Most of the money will go toward construction of student residences and athletic facilities as part of a project approved last summer by the Mount Pleasant Planning Board. A small portion will be used to fund capital projects on the Pleasantville and White Plains campuses.
In addition to the LDC funding, Pace University is borrowing another $12 million for the work. University representatives also hope to take some of the money from the sale of the 35-acre Briarcliff campus, which is currently appraised for $34 million, to pay for the project.
“Based on all of the analysis we have done, we’re confident that we’re going to be able to achieve the construction project, but more importantly, the growth and strength that it will provide for campus enrollment, our retention and graduation rates and our ability to attract students,” said Bill McGrath, senior vice president and chief operating officer for Pace Westchester.
The project, phase one of which is slated for completion by Fall 2016, is expected to create more than 600 jobs. A Hudson Valley-based company, Kirchhoff Consigli Construction Management, has been retained to manage construction. In addition, builders hope to use construction materials and products that have been manufactured within 500 miles of the Pleasantville campus.
“This is another great day for the LDC,” said County Executive Rob Astorino, who was excited to help fund the project in his hometown of Mount Pleasant.
“This is exactly why the LDC was created, to give these kinds of opportunities to nonprofits. A lot of jobs will be created and a lot of smart people who come in and out of your dorms are going to be living here and working here in the future,” he added.
The county approved creation of the LDC last year to help nonprofit organizations make improvements to facilities that will help the public and spur the local economy.
Phase one of the Pace project is already underway. There will be two new four-story residence halls that will include suite-style living, faculty apartments and group study rooms. In addition, the money granted to Pace by the LDC will help build a two-story addition on the Kessel Student Center, relocate the Environmental Center, upgrade the athletic fields and build a 23,000-square-foot field house.
“We are going to be building a much more pedestrian friendly campus, with good internal circulation, that is going to enable us to provide a much more vibrant student life experience,” McGrath said.
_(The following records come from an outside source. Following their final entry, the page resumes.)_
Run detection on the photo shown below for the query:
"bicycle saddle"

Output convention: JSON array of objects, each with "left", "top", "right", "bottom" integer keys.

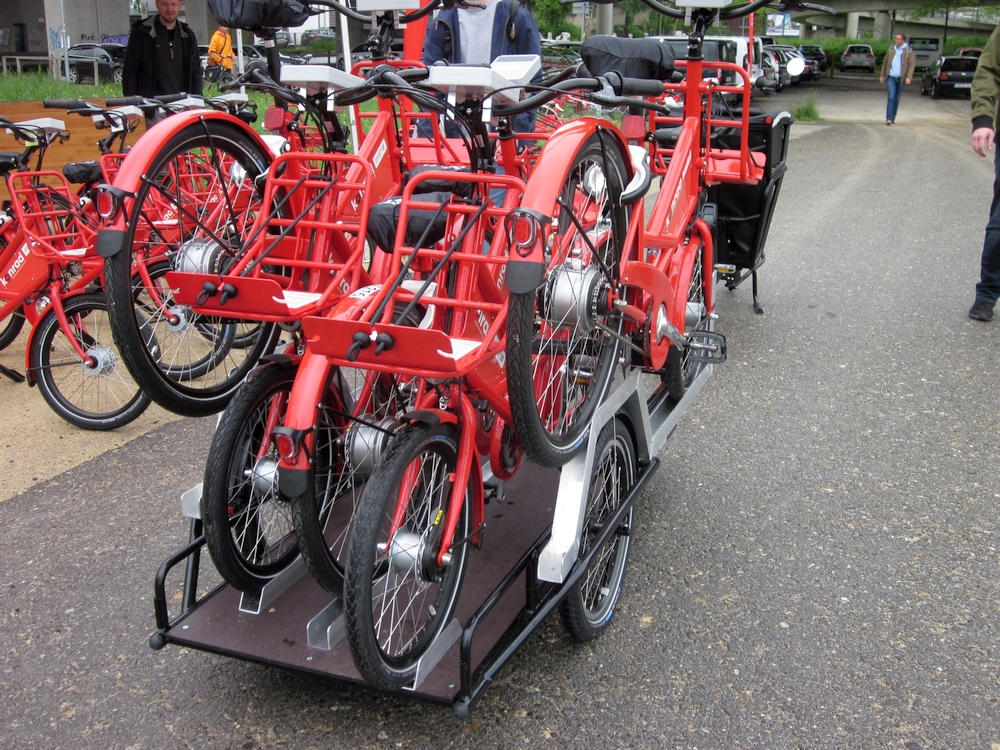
[{"left": 63, "top": 161, "right": 103, "bottom": 185}]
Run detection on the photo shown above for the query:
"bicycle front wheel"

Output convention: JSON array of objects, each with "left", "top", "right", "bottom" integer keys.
[
  {"left": 30, "top": 292, "right": 150, "bottom": 430},
  {"left": 344, "top": 423, "right": 471, "bottom": 689},
  {"left": 506, "top": 132, "right": 629, "bottom": 467},
  {"left": 104, "top": 119, "right": 279, "bottom": 417}
]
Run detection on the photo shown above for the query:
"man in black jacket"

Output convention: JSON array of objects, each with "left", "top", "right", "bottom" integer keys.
[{"left": 123, "top": 0, "right": 202, "bottom": 124}]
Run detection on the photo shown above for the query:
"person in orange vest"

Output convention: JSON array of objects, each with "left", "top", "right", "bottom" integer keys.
[{"left": 206, "top": 24, "right": 235, "bottom": 84}]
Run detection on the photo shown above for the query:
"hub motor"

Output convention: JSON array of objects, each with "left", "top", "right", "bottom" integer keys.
[
  {"left": 346, "top": 417, "right": 400, "bottom": 478},
  {"left": 174, "top": 237, "right": 225, "bottom": 275},
  {"left": 544, "top": 264, "right": 608, "bottom": 334}
]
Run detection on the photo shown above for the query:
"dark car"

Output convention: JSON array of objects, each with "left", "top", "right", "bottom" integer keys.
[
  {"left": 798, "top": 44, "right": 827, "bottom": 74},
  {"left": 241, "top": 44, "right": 312, "bottom": 67},
  {"left": 921, "top": 55, "right": 978, "bottom": 98},
  {"left": 540, "top": 41, "right": 583, "bottom": 76},
  {"left": 300, "top": 28, "right": 338, "bottom": 47},
  {"left": 335, "top": 40, "right": 404, "bottom": 71},
  {"left": 66, "top": 43, "right": 125, "bottom": 84}
]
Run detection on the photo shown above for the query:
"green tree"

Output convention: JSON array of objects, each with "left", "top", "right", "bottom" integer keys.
[{"left": 532, "top": 0, "right": 575, "bottom": 38}]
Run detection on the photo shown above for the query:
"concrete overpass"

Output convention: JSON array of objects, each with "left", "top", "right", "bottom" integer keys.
[{"left": 789, "top": 0, "right": 998, "bottom": 40}]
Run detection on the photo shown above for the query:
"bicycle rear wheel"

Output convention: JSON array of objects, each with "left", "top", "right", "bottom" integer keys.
[
  {"left": 663, "top": 241, "right": 709, "bottom": 403},
  {"left": 506, "top": 132, "right": 628, "bottom": 467},
  {"left": 559, "top": 418, "right": 635, "bottom": 641},
  {"left": 104, "top": 119, "right": 279, "bottom": 417},
  {"left": 30, "top": 292, "right": 150, "bottom": 430}
]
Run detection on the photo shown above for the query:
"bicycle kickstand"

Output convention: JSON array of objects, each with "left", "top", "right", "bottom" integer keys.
[{"left": 0, "top": 362, "right": 26, "bottom": 383}]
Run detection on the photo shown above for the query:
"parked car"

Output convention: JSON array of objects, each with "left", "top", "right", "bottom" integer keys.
[
  {"left": 760, "top": 47, "right": 789, "bottom": 91},
  {"left": 956, "top": 47, "right": 983, "bottom": 59},
  {"left": 66, "top": 43, "right": 125, "bottom": 84},
  {"left": 841, "top": 44, "right": 876, "bottom": 73},
  {"left": 653, "top": 37, "right": 740, "bottom": 85},
  {"left": 241, "top": 44, "right": 312, "bottom": 67},
  {"left": 335, "top": 40, "right": 403, "bottom": 71},
  {"left": 540, "top": 41, "right": 583, "bottom": 76},
  {"left": 798, "top": 44, "right": 828, "bottom": 74},
  {"left": 766, "top": 46, "right": 810, "bottom": 84},
  {"left": 921, "top": 55, "right": 978, "bottom": 98},
  {"left": 300, "top": 27, "right": 338, "bottom": 47}
]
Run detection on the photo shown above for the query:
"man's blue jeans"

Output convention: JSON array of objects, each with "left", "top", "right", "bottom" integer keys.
[
  {"left": 886, "top": 76, "right": 904, "bottom": 122},
  {"left": 976, "top": 146, "right": 1000, "bottom": 304}
]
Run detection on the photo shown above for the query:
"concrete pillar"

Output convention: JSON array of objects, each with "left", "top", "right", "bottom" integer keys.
[
  {"left": 873, "top": 11, "right": 890, "bottom": 40},
  {"left": 800, "top": 24, "right": 814, "bottom": 39},
  {"left": 596, "top": 3, "right": 613, "bottom": 36},
  {"left": 183, "top": 0, "right": 213, "bottom": 46},
  {"left": 845, "top": 12, "right": 859, "bottom": 40}
]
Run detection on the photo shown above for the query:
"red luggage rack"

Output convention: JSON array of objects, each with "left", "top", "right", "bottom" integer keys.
[
  {"left": 147, "top": 362, "right": 720, "bottom": 714},
  {"left": 163, "top": 149, "right": 384, "bottom": 323}
]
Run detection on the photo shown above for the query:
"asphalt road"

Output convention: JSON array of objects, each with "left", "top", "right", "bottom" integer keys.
[{"left": 2, "top": 74, "right": 999, "bottom": 749}]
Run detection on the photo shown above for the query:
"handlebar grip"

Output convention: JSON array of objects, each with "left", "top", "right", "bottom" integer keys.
[
  {"left": 618, "top": 78, "right": 664, "bottom": 97},
  {"left": 397, "top": 67, "right": 430, "bottom": 83},
  {"left": 157, "top": 92, "right": 191, "bottom": 104},
  {"left": 105, "top": 96, "right": 145, "bottom": 107},
  {"left": 43, "top": 99, "right": 89, "bottom": 110}
]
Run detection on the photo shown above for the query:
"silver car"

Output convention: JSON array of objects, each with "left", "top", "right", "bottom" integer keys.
[{"left": 841, "top": 44, "right": 876, "bottom": 74}]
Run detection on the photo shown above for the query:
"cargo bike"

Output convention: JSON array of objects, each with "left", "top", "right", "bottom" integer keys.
[{"left": 144, "top": 0, "right": 796, "bottom": 714}]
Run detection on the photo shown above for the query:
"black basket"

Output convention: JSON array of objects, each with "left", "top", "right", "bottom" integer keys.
[{"left": 710, "top": 110, "right": 793, "bottom": 272}]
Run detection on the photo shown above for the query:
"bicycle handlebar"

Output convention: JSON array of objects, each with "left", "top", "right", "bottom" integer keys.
[
  {"left": 43, "top": 99, "right": 92, "bottom": 111},
  {"left": 105, "top": 93, "right": 190, "bottom": 109}
]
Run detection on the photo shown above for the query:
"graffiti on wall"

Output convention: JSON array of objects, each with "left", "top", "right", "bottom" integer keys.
[
  {"left": 49, "top": 26, "right": 65, "bottom": 50},
  {"left": 80, "top": 33, "right": 97, "bottom": 41},
  {"left": 102, "top": 33, "right": 130, "bottom": 45}
]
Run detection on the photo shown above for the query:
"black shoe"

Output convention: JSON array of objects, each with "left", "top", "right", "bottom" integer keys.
[{"left": 969, "top": 299, "right": 995, "bottom": 321}]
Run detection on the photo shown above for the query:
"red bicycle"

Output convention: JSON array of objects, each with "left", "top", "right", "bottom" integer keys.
[
  {"left": 287, "top": 0, "right": 796, "bottom": 689},
  {"left": 0, "top": 113, "right": 150, "bottom": 429}
]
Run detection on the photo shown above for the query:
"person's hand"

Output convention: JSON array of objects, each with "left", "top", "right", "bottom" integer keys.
[
  {"left": 973, "top": 127, "right": 995, "bottom": 157},
  {"left": 880, "top": 76, "right": 885, "bottom": 83},
  {"left": 905, "top": 78, "right": 911, "bottom": 84}
]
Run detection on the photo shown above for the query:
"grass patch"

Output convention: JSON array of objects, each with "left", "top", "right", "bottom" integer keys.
[
  {"left": 791, "top": 91, "right": 820, "bottom": 122},
  {"left": 0, "top": 71, "right": 121, "bottom": 102}
]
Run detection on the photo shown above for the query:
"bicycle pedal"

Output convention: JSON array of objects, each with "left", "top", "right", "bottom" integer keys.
[{"left": 686, "top": 331, "right": 726, "bottom": 364}]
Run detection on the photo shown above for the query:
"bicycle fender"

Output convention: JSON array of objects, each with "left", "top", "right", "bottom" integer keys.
[
  {"left": 98, "top": 110, "right": 274, "bottom": 245},
  {"left": 400, "top": 409, "right": 459, "bottom": 427},
  {"left": 507, "top": 119, "right": 632, "bottom": 291},
  {"left": 112, "top": 109, "right": 273, "bottom": 197}
]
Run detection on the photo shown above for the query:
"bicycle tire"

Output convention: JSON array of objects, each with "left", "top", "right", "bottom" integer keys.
[
  {"left": 663, "top": 240, "right": 708, "bottom": 403},
  {"left": 506, "top": 132, "right": 628, "bottom": 467},
  {"left": 202, "top": 363, "right": 338, "bottom": 592},
  {"left": 104, "top": 119, "right": 279, "bottom": 417},
  {"left": 559, "top": 417, "right": 635, "bottom": 641},
  {"left": 0, "top": 306, "right": 25, "bottom": 351},
  {"left": 344, "top": 423, "right": 471, "bottom": 689},
  {"left": 30, "top": 292, "right": 151, "bottom": 430},
  {"left": 293, "top": 370, "right": 409, "bottom": 597}
]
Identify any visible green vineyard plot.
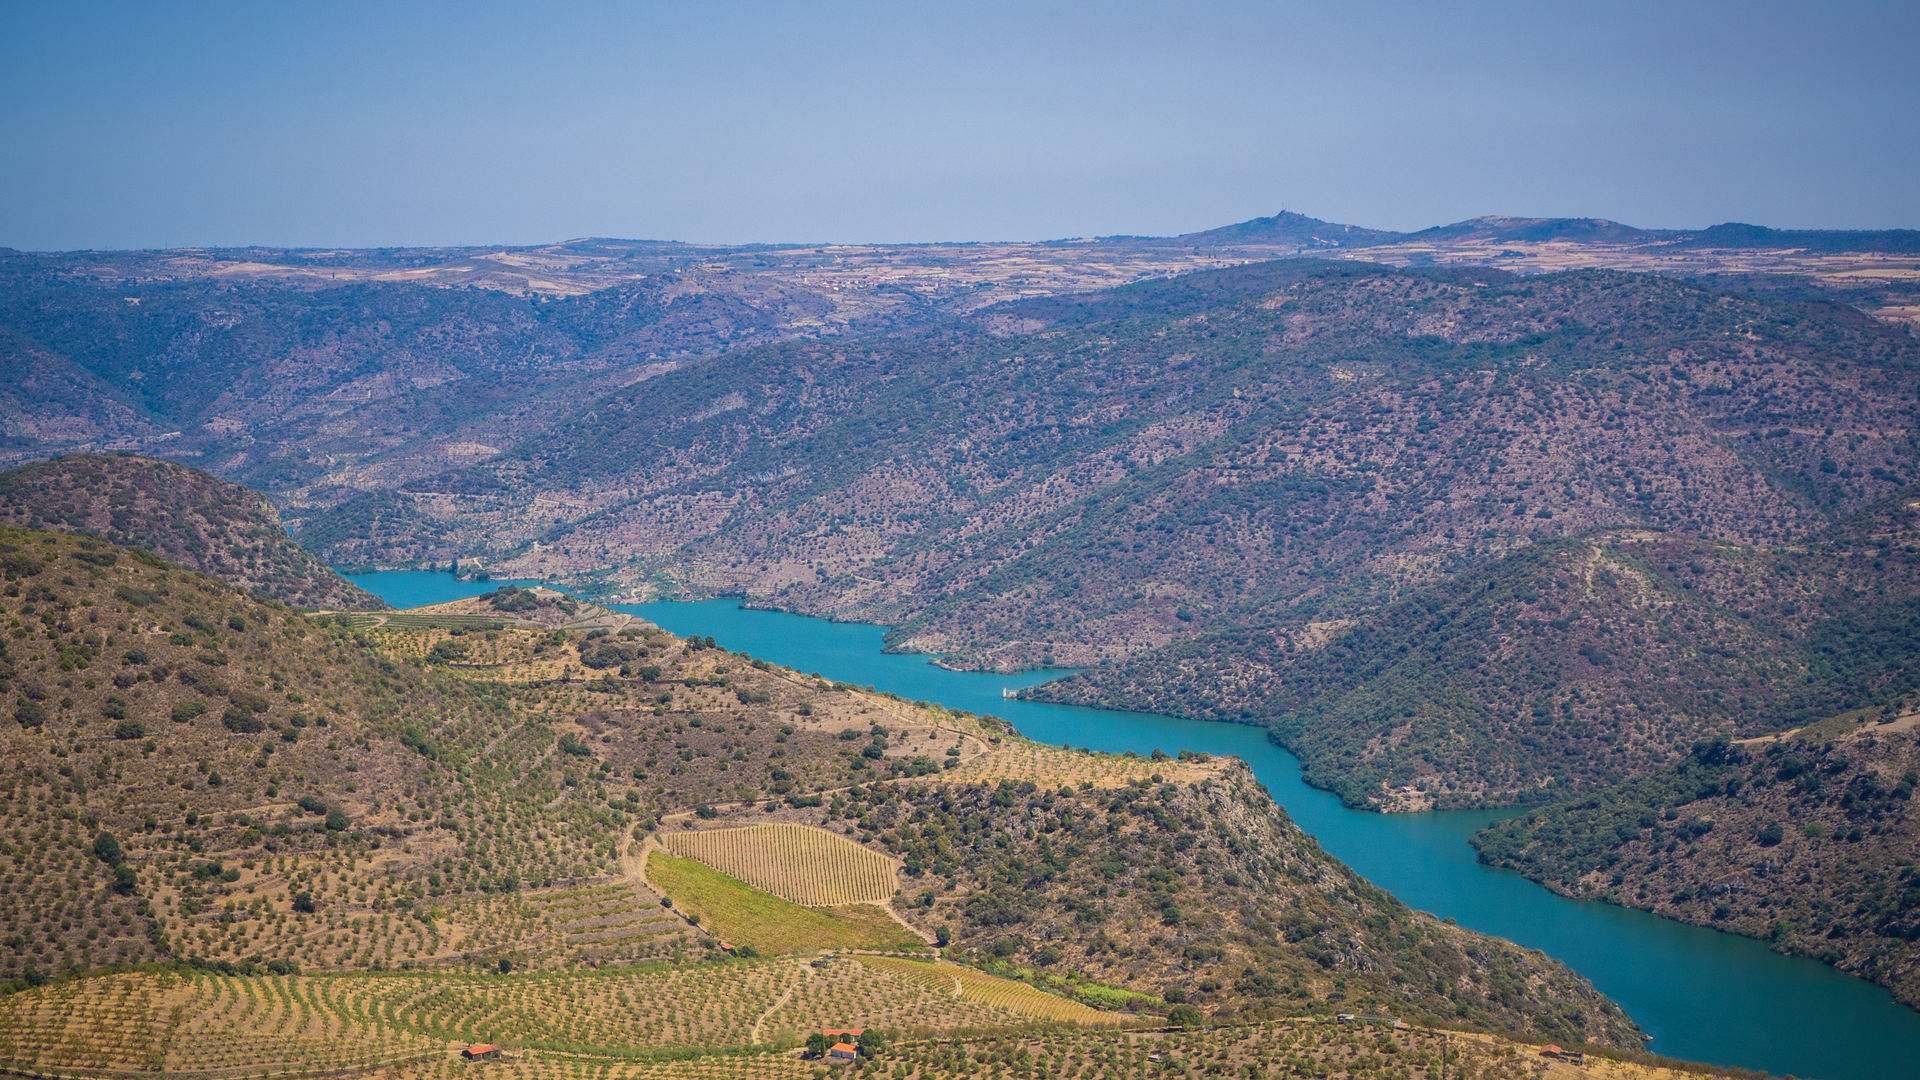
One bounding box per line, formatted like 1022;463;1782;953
645;852;924;955
660;823;899;906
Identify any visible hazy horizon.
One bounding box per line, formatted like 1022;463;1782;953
3;1;1917;250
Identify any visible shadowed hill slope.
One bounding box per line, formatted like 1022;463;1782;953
0;454;385;610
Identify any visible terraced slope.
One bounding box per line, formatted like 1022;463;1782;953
0;454;384;610
643;852;922;955
0;968;1708;1080
0;959;1053;1073
858;956;1127;1026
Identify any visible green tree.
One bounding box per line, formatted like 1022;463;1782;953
92;831;124;866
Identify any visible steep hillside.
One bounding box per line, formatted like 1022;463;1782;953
0;264;837;497
1472;707;1920;1010
0;454;385;610
876;763;1636;1045
0;224;1425;496
1034;493;1920;809
0;527;1639;1054
307;261;1919;678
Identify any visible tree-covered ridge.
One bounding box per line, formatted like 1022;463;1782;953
1471;708;1920;1010
1033;491;1920;809
0;454;386;610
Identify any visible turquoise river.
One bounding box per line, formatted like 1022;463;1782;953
349;571;1920;1080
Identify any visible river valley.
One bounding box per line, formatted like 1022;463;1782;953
349;571;1920;1080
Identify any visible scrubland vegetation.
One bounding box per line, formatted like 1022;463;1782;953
10;221;1916;1072
241;256;1920;826
1474;703;1920;1008
1043;495;1920;809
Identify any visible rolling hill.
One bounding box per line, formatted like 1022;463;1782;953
0;454;385;610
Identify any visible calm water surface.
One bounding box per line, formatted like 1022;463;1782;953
347;573;1920;1080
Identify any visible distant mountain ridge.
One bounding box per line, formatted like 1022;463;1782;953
1409;215;1920;254
1160;211;1402;249
1161;211;1920;254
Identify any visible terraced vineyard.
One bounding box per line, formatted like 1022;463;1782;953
660;824;898;906
0;972;443;1076
0;966;1705;1080
439;881;694;968
755;956;1048;1040
867;1022;1650;1080
937;736;1223;789
644;853;924;955
528;882;693;965
0;960;1076;1075
856;956;1130;1027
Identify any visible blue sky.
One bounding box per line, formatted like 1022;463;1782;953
2;1;1915;249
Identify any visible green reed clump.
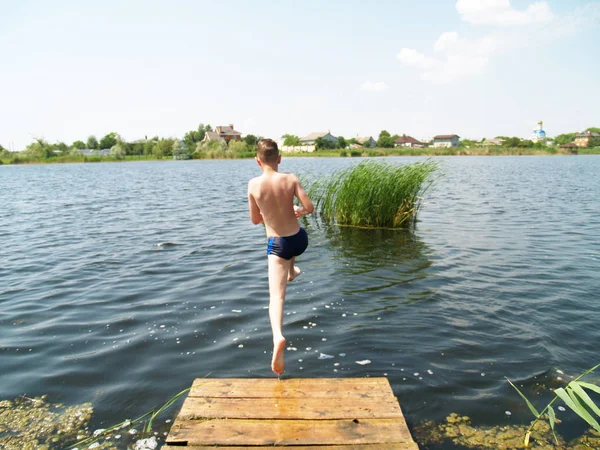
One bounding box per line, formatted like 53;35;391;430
305;159;438;228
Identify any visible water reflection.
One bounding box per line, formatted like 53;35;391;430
315;223;435;306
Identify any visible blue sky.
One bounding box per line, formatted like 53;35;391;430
1;0;599;149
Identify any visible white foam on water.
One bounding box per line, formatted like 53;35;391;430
556;369;564;374
334;363;340;366
356;360;371;365
505;411;512;416
414;373;419;376
339;353;346;357
318;353;334;359
322;338;327;341
558;406;566;411
427;369;433;375
238;344;244;348
232;310;241;313
481;373;486;377
306;347;312;350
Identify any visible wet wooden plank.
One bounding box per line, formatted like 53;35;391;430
166;418;413;446
162;444;419;450
178;396;403;420
190;377;394;398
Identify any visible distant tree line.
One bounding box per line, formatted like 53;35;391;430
0;124;262;162
2;126;600;163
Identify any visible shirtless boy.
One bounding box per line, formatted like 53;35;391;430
247;138;314;376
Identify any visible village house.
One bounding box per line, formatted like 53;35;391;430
300;131;338;145
356;136;376;148
432;134;460;148
574;130;600;147
202;124;242;143
478;137;504;146
395;135;425;148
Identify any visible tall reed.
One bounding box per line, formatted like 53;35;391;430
305;159;438;228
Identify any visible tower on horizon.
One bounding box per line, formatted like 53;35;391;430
532;120;546;143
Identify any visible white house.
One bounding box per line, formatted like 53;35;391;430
300;131;338;145
432;134;460;148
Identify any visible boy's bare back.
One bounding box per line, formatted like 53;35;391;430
248;171;311;238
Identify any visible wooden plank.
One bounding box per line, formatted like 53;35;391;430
166;418;413;446
190;378;394;398
178;396;403;420
162;444;419;450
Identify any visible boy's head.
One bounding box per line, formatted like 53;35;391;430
257;138;280;164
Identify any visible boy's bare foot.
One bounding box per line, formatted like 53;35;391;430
288;266;302;282
271;337;286;375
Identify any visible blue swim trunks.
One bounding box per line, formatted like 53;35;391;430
267;228;308;260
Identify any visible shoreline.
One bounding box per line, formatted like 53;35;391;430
2;147;599;165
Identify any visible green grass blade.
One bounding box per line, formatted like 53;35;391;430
547;405;558;445
555;387;600;431
506;378;540;417
570;382;600;420
578;381;600;395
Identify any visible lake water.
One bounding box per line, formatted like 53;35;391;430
1;156;599;448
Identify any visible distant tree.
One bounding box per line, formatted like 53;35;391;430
143;139;155;155
55;142;68;152
589;137;600;148
244;134;258;147
517;139;534;148
337;136;347;149
206;124;213;132
26;138;53;159
315;136;336;150
459;139;478;148
71;140;86;150
86;135;99;150
183;124;208;152
347;138;357;145
152;138;175;158
586;127;600;134
110;143;126;159
282;134;301;146
553;133;577;146
229;140;249;152
533;141;546;148
99;132;119;149
377;130;394;148
391;134;400;141
502;137;522;148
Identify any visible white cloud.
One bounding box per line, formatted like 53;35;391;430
396;1;600;83
398;31;505;83
396;49;437;70
361;81;389;92
456;0;553;26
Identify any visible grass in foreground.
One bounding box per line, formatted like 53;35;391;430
304;159;438;229
507;363;600;447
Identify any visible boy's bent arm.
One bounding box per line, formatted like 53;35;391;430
294;176;314;216
248;190;264;224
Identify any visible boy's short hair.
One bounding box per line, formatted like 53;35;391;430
257;138;279;163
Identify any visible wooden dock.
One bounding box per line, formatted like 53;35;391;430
163;377;418;449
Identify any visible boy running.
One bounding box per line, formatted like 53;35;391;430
247;138;314;375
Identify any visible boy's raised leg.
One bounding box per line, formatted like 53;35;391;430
288;256;302;282
268;254;291;375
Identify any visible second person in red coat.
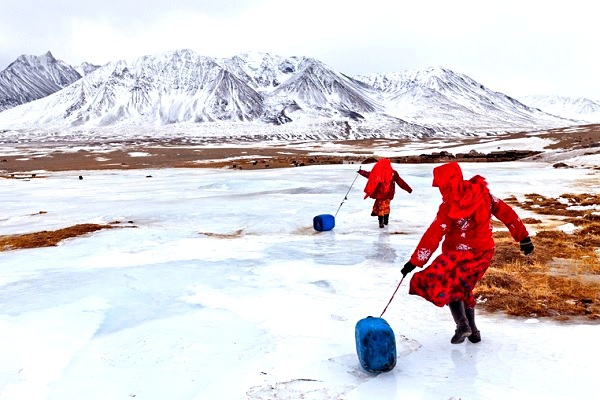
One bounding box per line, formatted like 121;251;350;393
358;158;413;228
401;161;534;344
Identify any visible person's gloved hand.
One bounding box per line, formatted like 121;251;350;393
401;262;417;277
520;237;534;255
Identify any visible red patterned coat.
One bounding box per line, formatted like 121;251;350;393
408;162;529;308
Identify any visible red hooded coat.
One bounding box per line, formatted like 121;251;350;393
408;162;529;308
360;158;412;200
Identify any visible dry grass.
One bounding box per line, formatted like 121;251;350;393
476;193;600;320
199;229;244;239
0;221;135;251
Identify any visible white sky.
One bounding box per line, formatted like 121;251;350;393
1;160;599;399
0;1;599;99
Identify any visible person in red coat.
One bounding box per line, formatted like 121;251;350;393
400;162;534;344
358;158;413;228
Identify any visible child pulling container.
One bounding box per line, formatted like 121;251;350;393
358;158;413;228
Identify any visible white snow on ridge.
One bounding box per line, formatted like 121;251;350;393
519;95;600;123
0;49;579;137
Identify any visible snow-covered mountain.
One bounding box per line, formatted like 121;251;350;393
0;49;580;139
0;49;266;127
518;95;600;123
0;50;399;134
0;51;82;112
76;61;101;77
355;67;577;132
220;53;384;123
268;58;382;119
218;52;305;92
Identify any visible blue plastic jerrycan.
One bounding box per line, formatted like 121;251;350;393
355;316;397;373
313;214;335;231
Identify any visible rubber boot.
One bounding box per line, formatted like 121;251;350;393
465;307;481;343
448;301;472;344
378;216;385;228
383;214;389;225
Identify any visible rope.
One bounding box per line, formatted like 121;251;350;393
334;171;360;218
379;275;405;318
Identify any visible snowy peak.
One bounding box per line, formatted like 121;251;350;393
354;66;570;130
270;58;381;116
0;49;585;136
361;66;500;102
220;51;305;91
519;95;600;122
356;67;475;93
0;51;81;111
76;61;101;76
6;49;264;126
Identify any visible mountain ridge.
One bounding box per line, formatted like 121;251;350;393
0;49;591;139
0;51;82;112
518;95;600;123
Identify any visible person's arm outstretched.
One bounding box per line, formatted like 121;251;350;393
393;170;413;193
358;169;370;178
491;194;534;255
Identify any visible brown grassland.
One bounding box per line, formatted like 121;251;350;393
0;220;136;251
477;192;600;320
0;223;114;250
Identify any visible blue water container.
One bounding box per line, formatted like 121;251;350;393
355;316;397;373
313;214;335;231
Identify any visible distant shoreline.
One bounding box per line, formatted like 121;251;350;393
0;144;547;175
1;124;599;175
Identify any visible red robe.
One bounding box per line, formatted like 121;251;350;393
359;158;412;200
359;159;412;217
408;162;529;308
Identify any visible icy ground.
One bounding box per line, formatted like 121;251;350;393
0;162;599;400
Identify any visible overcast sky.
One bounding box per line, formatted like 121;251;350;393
1;0;598;99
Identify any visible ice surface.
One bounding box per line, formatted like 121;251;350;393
0;162;599;399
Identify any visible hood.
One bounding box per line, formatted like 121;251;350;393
432;162;490;220
363;158;394;199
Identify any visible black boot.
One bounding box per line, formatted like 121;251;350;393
383;214;389;225
378;216;385;228
465;307;481;343
448;301;472;344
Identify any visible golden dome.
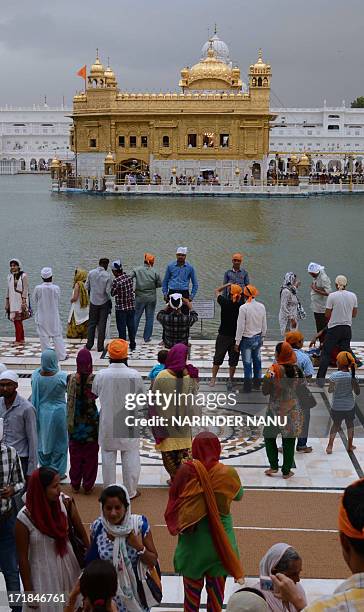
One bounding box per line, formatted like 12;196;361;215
104;65;116;81
250;49;271;72
290;154;298;164
90;54;105;77
50;158;60;168
188;47;232;85
104;151;114;163
298;153;310;165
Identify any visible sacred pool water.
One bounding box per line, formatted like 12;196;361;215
0;174;363;340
McGrath explained that renovation came from a desire to create a unified campus. He said that the Briarcliff campus, which opened in the 1970s to create extra student housing, has since become an inconvenience, with the students who live on the Briarcliff side forced to commute to the Pleasantville campus. In a recent survey conducted by the university, applicants who chose another school over Pace cited lack of campus quality and student life as the main reasons for their decision.